If the answer to any of these questions is yes, the examiner must consider the possibility of cardiomyopathy, conduction abnormalities, arrhythmias, valvular problems, coronary artery defects, and lung or related problems.64 If cardiovascular problems are suspected, the examiner may organize further tests (e.g., ECG, treadmill stress tests, laboratory tests)65 to detect cardiac abnormalities.
When looking for cardiovascular problems, the examiner should be alert for the following unusual or abnormal findings:
1. Heart rate faster than 120 beats/min or inappropriate tachycardia for a specific activity
2. Arrhythmias or irregular beats66
3. Midsystolic clicks, indicating a leaky valve or mitral valve prolapse
The loudness of systolic murmurs is graded from 1 to 6 with grade 1 being a very faint murmur requiring concentration to be heard. A grade 2 murmur is a faint murmur but one that is heard immediately after the stethoscope is placed on the chest. Grade 3 is an intermediate murmur louder than grade 2. Most human dynamically significant murmurs are at least grade 3. Grade 4 is a loud murmur, frequently associated with palpable sensation, known as a thrill. A grade 5 murmur is a very loud murmur still requiring at least the edge of the stethoscope to remain in contact with the chest. The grade 6 murmur is a murmur audible with the stethoscope just breaking contact with the chest.67 Diastolic murmurs are graded from 1 to 4, 1 representing the faintest and 4 the loudest murmur. A benign functional murmur or systemic mitral valve prolapse does not preclude exercise or sports but must be evaluated on an individual basis.
The examiner must be aware of congenital heart abnormalities, such as aortic coarctation (stenosis of the artery), which may be revealed by a difference in the femoral and brachial pulses. In such a case, strenuous activity is contraindicated. As another example, 90% of patients with Marfan syndrome (an autosomal dominant condition) have cardiac abnormalities. The examiner must be aware of atrial septal defects (an abnormal communication between the chambers of the heart), dextrocardia (the heart is moved within the thoracic cavity), and paroxysmal auricular tachycardia (an abnormal increase in heartbeat for short periods). Patients with these conditions should be cleared by a specialist before any strenuous activity because of the possibility of fainting in a stressful situation. The examiner must also be aware of heart enlargement (athlete’s heart). This condition does not necessarily preclude activity but should be investigated further if found. If any of these abnormalities have been surgically corrected, they should be evaluated by a specialist on an individual basis to determine whether the patient can take part in the proposed activity.
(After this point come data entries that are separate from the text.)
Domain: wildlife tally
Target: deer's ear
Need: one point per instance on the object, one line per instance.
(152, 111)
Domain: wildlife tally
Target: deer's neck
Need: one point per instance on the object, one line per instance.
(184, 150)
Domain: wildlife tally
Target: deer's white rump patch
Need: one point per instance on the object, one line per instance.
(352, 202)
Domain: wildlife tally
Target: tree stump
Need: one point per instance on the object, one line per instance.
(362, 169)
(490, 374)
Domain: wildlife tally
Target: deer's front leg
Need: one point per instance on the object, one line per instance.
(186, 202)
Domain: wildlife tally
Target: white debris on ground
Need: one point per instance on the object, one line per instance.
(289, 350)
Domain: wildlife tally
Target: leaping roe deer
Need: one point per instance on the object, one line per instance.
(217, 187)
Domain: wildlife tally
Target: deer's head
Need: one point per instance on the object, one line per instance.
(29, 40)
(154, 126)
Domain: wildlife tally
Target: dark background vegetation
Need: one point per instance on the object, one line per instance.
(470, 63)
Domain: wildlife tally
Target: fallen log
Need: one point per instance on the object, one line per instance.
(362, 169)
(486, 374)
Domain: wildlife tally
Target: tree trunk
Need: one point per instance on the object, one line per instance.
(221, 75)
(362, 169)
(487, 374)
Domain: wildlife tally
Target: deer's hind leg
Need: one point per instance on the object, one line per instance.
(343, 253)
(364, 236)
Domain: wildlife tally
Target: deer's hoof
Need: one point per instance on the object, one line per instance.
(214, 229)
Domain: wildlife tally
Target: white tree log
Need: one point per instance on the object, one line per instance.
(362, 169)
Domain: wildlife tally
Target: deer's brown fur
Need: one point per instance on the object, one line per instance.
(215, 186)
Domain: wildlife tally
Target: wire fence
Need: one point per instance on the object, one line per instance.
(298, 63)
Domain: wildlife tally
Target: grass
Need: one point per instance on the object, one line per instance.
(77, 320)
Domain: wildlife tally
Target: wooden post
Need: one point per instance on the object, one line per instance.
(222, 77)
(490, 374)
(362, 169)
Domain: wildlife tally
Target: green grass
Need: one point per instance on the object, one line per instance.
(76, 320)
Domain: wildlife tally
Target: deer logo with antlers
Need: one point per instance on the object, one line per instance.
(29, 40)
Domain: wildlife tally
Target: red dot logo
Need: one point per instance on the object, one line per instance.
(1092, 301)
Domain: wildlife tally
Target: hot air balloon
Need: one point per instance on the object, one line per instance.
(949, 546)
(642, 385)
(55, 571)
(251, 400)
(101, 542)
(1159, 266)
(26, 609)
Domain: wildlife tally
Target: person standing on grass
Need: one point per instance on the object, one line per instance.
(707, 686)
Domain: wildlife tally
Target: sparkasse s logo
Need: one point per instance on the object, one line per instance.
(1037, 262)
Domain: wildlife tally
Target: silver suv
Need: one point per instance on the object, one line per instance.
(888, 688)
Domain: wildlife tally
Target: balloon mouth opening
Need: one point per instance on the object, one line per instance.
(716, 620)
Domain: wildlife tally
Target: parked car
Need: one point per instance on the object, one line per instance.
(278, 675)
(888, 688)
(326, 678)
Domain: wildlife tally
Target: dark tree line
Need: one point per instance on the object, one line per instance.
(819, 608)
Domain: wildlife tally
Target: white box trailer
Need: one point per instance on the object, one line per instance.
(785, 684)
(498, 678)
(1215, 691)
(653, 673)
Hypertrophic cardiomyopathy is the most common cause of sudden death in athletes, followed by aortic rupture associated with Marfan syndrome, congenital coronary artery anomalies, and atherosclerotic coronary artery disease.29,68 If any of these conditions is present, strenuous activity is precluded.
Other cardiovascular problems include thromboembolic disease, pulse irregularities, valvular problems (such as, mitral insufficiency or mitral valve prolapse), and abnormally high blood pressure (hypertension). Systolic pressure of 140 mm Hg on repeated measurements is considered abnormal (see Chapter 1, Table 1-9).58 Also, patients with labile hypertension (an unstable condition of free and rapid change in tension) or organic hypertension caused by structural problems should be investigated further. These patients should have a complete comprehensive coronary risk factor work-up. Mild hypertension does not preclude strenuous activity, but this slight abnormality should be noted and evaluated on an individual basis.29 When taking blood pressure, a proper cuff size must be used to ensure an accurate reading. If the initial reading is high, the reading should be repeated two or three times after the patient has been lying supine for 20 to 30 minutes. Only if the blood pressure is elevated after the third reading should the patient be considered hypertensive.